In 2018, Gallagher batted .206/.250/.302 for the Royals with 1 home run and 7 RBI in 63 at bats. Gallagher played in 45 contests in 2019, slashing .238/.312/.365 with career-highs in home runs (3) and RBI (12).

On July 11, 2020, it was announced that Gallagher had tested positive for COVID-19. Overall with the 2020 Kansas City Royals, Gallagher batted .283 with one home run and 3 RBIs in 25 games. In 2021, he batted .250/.298/.330 with one home run and 7 RBIs in 112 at bats.

===San Diego Padres===
On August 2, 2022, Gallagher was traded to the San Diego Padres in exchange for Brent Rooker. In 16 games for the Triple–A El Paso Chihuahuas, he batted .255/.318/.382 with one home run and 10 RBI. On September 9, Gallagher was designated for assignment by San Diego.

===Baltimore Orioles===
On September 11, 2022, Gallagher was claimed off waivers by the Baltimore Orioles. He appeared in 5 games for the Triple-A Norfolk Tides, going 1-for-17 (.059) with 3 RBI and 3 walks. On November 8, Gallagher was removed from the 40-man roster and sent outright to Triple-A, however he rejected the assignment and elected free agency.

===Cleveland Guardians===
On January 4, 2023, Gallagher signed a minor league contract with the Cleveland Guardians. The deal included an invitation to the Guardians' 2023 major league spring training camp.
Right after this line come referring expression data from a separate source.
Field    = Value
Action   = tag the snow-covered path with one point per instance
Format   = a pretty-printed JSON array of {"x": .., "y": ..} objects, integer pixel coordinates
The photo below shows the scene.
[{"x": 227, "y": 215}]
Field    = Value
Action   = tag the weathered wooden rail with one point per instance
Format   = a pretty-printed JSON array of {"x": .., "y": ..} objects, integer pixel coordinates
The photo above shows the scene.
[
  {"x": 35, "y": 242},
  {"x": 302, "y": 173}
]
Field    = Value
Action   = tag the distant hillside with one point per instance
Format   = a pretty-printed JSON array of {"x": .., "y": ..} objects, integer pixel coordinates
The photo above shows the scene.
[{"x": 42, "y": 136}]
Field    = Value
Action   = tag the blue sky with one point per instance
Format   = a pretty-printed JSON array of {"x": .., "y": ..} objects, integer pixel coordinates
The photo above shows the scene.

The Guardians selected Gallagher's contract on March 30, 2023 after it was announced that he had made the Opening Day roster. In 56 games for Cleveland, he batted .126/.154/.168 with no home runs and 7 RBI. Following the season on November 6, Gallagher was designated for assignment following the waiver claim of Christian Bethancourt. He elected free agency on November 10.

===Philadelphia Phillies===
On February 25, 2024, Gallagher signed a minor league contract with the Philadelphia Phillies. He did not appear in a game for the organization after being placed on the restricted list to begin the season. Gallagher was released by the Phillies organization on June 1.